Journal of Urology 2004 Februrary
PURPOSE: Prostatic carcinoma (Pca) at cystoprostatectomy is usually an incidental finding with the majority thought to be clinically insignificant. Most studies have not specifically addressed the location of Pca or the incidence and location of in situ or invasive urothelial carcinoma (Uca) in prostates of cystoprostatectomy specimens. The frequency of involvement of the apex with these processes has clinical implications. Specifically urinary continence following orthotopic diversion may be enhanced by prostate apical sparing. In this study the pathological features of Pca and Uca, and the frequency of apical involvement were investigated in prostates from cystoprostatectomy specimens.

MATERIALS AND METHODS: Whole mounted prostates from 121 consecutive cystoprostatectomy specimens were analyzed. Pca location, tumor volume, grade, stage, surgical margin and pelvic lymph node status of Pcas were assessed. Clinically insignificant Pcas had a volume of less than 0.5 cc without Gleason pattern 4, extracapsular extension, seminal vesicle invasion, lymph node involvement or positive surgical margins. Prostate involvement by Uca or urothelial carcinoma in situ (CIS)/severe dysplasia and its location were assessed.

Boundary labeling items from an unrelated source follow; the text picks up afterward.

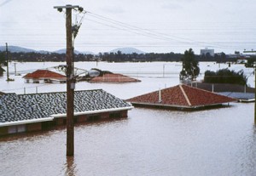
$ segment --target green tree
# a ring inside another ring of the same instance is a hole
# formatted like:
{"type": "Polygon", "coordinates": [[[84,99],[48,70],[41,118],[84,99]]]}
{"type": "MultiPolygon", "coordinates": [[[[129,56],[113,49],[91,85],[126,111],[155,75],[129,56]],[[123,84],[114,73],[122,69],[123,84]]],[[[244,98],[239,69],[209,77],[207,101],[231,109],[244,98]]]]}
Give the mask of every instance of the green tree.
{"type": "Polygon", "coordinates": [[[184,52],[184,56],[182,58],[183,70],[179,73],[180,80],[191,80],[194,81],[200,73],[198,66],[198,60],[192,48],[184,52]]]}
{"type": "Polygon", "coordinates": [[[206,71],[204,82],[206,83],[230,83],[246,85],[247,78],[241,70],[237,72],[229,69],[221,69],[215,71],[206,71]]]}
{"type": "Polygon", "coordinates": [[[3,75],[4,69],[2,68],[3,65],[6,65],[4,52],[0,52],[0,75],[3,75]]]}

RESULTS: Of 121 prostates 50 (41%) had unsuspected Pca, of which 24 (48%) were clinically significant. Of Pcas 30 of 50 (60%) involved the apex, including 19 of 24 (79%) that were significant and 11 of 26 (42%) that were insignificant. Of 121 prostates 58 (48%) had Uca involving the prostatic stroma, noninvasive Uca or urothelial CIS/severe dysplasia in the prostatic urethra or periurethral ducts, of which 19 (33%) had apical involvement. Overall only 32 of 121 patients (26%) had no Pca or prostate Uca/CIS and only 45 (37%) had no clinically significant Pca or Uca/CIS in the prostate. However, 74 of the 121 patients (61%) had no prostatic apical involvement by Pca or Uca/CIS and 85 (70%) had no apical involvement by clinically significant Pca or Uca/CIS. Patients with prostatic apical involvement by invasive or in situ Uca uniformly had involvement of more proximal (toward the base) portions of the prostate.

CONCLUSIONS: The majority of prostates from cystoprostatectomies had no involvement of the prostatic apex by Uca or clinically significant Pca. Hence, most patients may be candidates for prostate apical sparing. However, involvement of the apex by Uca in any patient raises concern about procedures that leave portions of the prostate urethra after cystectomy in an effort to improve continence. In candidates for orthotopic neobladder reconstruction removing all of the prostatic urethra and sparing the remainder of the prostatic apex may allow improved preservation of urinary continence with an acceptable low risk of clinical Pca progression. Whether future strategies for preoperative exclusion of apical Pca and intraoperative assessment of more proximal prostate to help exclude apical urothelial disease may identify patients suitable for prostatic apical sparing remains to be determined. The impact on functional outcomes and cancer control also require additional study.